Goldstein: Ontario making energy policy ‘on the fly’

Here from Sunmedia columnist Lorrie Goldstein, an analysis of Ontario’s completely daft energy policy, or lack of same…

Ontario’s Liberal government is making up its energy policy on the fly, for its own political ends


By ,Toronto Sun

First posted:
Ontario’s electricity demands are largely handled by nuclear power from facilities like Darlington — last year providing 56% of our power needs. Wind power’s contribution is limited, and solar power is fractional in comparison to nuclear generation. ONTARIO MINISTRY OF ENERGY

In explaining why Ontario’s Liberal government scrapped its previous intention to build two new nuclear reactors, Energy Minister Bob Chiarelli offered up that the province now has a “comfortable surplus” of electricity.
That’s a strange way of describing the decimation of Ontario’s manufacturing sector — in part due to the uber-high electricity rates the Liberals have contributed to with their insane rush into expensive and unreliable wind and solar power.
Indeed, the main reason Ontario now has a “comfortable surplus” of electricity — whereas a mere decade ago we were worried about shortages and rolling brownouts — is not because our supply is better but because our economy is worse.
Simply put, when there are fewer manufacturers producing fewer goods, electricity demand goes down.
If and when our manufacturing sector recovers, electricity demand will rise again, and that’s when we’ll need adequate sources of it if we’re not to return to the dire situation of just 10 years ago when Ontario was routinely described as “power starved” by energy experts.
That’s what makes the decision of Premier Kathleen Wynne to reverse the policy of her predecessor Dalton McGuinty, on the issue of nuclear power inexplicable, at least if we’re talking about common sense versus politics.
Simply put, nuclear power is the backbone of Ontario’s electricity sector and has been for more than four decades.
Last year, nuclear power supplied 56% of Ontario’s electricity needs.
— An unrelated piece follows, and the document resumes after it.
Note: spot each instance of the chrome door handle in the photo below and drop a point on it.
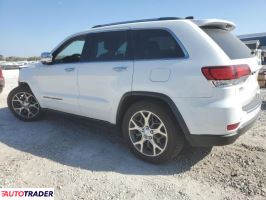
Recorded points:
(70, 69)
(120, 69)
Every time you turn on a light switch in this province, chances are better than one out of two the reason your light goes on is nuclear.
As I’m writing this article on Friday afternoon, nuclear power is providing 69% of Ontario’s electricity needs, or 10,709 megawatts out of a total system demand of 15,595 megawatts.
By comparison, the Liberals’ heavily subsidized and unreliable darling, wind power, is providing 4% (630 megawatts). Solar contributes so little power to the grid it’s not even worth mentioning.
Contrary to what the Wynne government would like you to believe, nuclear power isn’t an unpleasant afterthought when it comes to meeting our energy needs.
It’s the workhorse and if it isn’t properly looked after and maintained, the whole system will come crashing down on our heads when we need electricity the most.
Further, nuclear power doesn’t emit pollution or greenhouses gases. If 69% of Ontario’s electricity needs were being met by coal today instead of nuclear, Toronto would like Beijing on many days.
The McGuinty-Wynne Liberals, who in 2003 promised to phase out Ontario’s coal use by 2007, now promise to do it by 2014.
But, contrary to their absurd propaganda, they aren’t replacing coal with wind.
Wind power can’t replace coal because it can’t provide base-load power to the grid on demand, and, ironically has to be backed up by natural gas power in Ontario.
What the McGuinty-Wynne Liberals are actually doing is replacing coal power with natural gas which emits less pollution and greenhouse gases.
McGuinty let that Liberal secret out of the bag, when, in defending his decision to cancel the Oakville and Mississauga gas plants prior to the 2011 election he said, “We got 17 gas plants more or less right, but we got two very, very wrong.” In other words, the Liberals have been building gas plants like stink to replace coal, except in Mississauga and Oakville, where it would have cost them five Liberal seats.
So there, they cancelled them, at a public cost of up to $1.1 billion. Meanwhile they imposed expensive and unreliable wind turbines on rural Ontario, despite widespread community opposition.
If you’re getting the idea this is no way to run an electricity system, and that the Liberals are making their decisions on the fly and for their own political benefit, rather than on the basis of logic or common sense, then you understand their energy policies perfectly.
Chiarelli says the Liberals will unveil a long-term energy plan later this year which will include the refurbishment of a couple of existing nuclear reactors, but which will de-emphasize nuclear power.
In so doing, the Liberals will again be ignoring the advice of their own experts, who have told them to maintain and expand nuclear power as the backbone of Ontario’s electricity system.
Instead, the Liberals have thrown in their lot with radical greens, many of them leftovers from the 1960s, who still associate nuclear power with nuclear war and who wax hysterical about Fukushima and Chernobyl, which have nothing to do with the safety record of nuclear power in Ontario.
And we’ll be paying for their mistakes for generations to come.